The Swiss Federal Council recently took a ground-breaking decision in the field of personal pension provision: to allow the purchase of linked 3rd pillar (Pillar A) pension plans. Albert Gallegos, Program Director of the ISFB Wealth Planning Certificate and Head of Wealth Solutions Department at BCGE, explains the implications of this measure.

Already a well-established part of the Swiss pension culture, this scheme represents a further step towards greater flexibility for savers, while at the same time strengthening the tax incentives associated with retirement savings. However, this reform raises strategic questions for investors: is it an unavoidable opportunity or a complementary solution to be favored under certain conditions?

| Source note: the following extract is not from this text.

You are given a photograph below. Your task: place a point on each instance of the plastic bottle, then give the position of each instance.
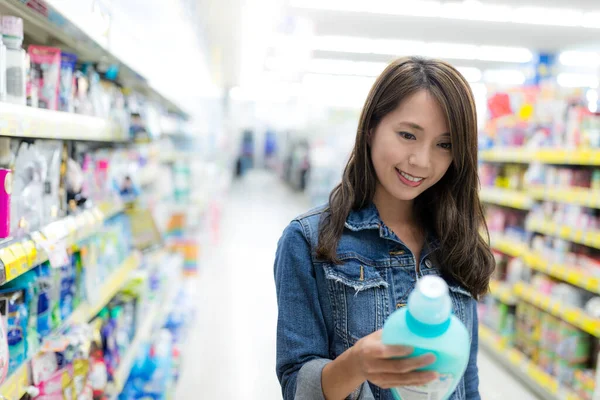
(2, 71)
(427, 325)
(12, 36)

The 3rd Pillar A framework and new features

The A-linked 3rd pillar is a voluntary retirement savings solution that combines tax benefits and flexibility. Unlike the 2nd pillar (occupational pension provision), it is not compulsory, but allows you to supplement your retirement benefits and optimize your tax burden. Currently, Pillar A contributions are capped each year (CHF 7,258 for salaried employees in 2025).

The new measure introduced by the Federal Council now authorizes purchases in Pillar A, enabling savers who have not contributed their maximum in certain years to compensate for these shortfalls. This measure, modelled on the 2nd pillar buy-back system, offers new scope for building up retirement capital.

Enhanced tax optimization

Pillar A purchases enable additional deductions on tax returns. These amounts reduce taxable income, offering significant savings, particularly in cantons with a high tax burden.

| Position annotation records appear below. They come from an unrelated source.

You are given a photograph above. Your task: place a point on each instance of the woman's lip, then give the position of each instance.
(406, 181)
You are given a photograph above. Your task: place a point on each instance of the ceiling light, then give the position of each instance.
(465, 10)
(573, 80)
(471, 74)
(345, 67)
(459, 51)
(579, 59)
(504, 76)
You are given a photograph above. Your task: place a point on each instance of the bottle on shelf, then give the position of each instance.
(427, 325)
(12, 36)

A purchase can be made up to the maximum amount of the so-called "small contribution", even for policyholders without a 2nd pillar. The applicable amount is that defined for the year in which the purchase is made. Generally adjusted every two years, it amounts to CHF 7,258 for 2025 and 2026.

Greater flexibility for savers

To make a purchase under the 3rd pillar, you must be (or have been) entitled to make Pillar 3a contributions in both the year of purchase and the year for which you wish to make up the shortfall. In other words, they must have received income subject to AHV contributions in both years. In addition, in the year in which you wish to make the purchase, you must contribute the maximum amount (CHF 7258 in 2026) to Pillar 3a.

Purchases can be made retroactively for up to ten years. However, only contribution gaps arising after the project comes into force (on 1.1.2025) can be filled. The first buy-ins can therefore be made in the 2026 tax year, to make up for contribution shortfalls in 2025. Unlike a fixed contribution, a buy-back enables proactive management of personal finances. Individuals with fluctuating incomes or those who started saving late can catch up.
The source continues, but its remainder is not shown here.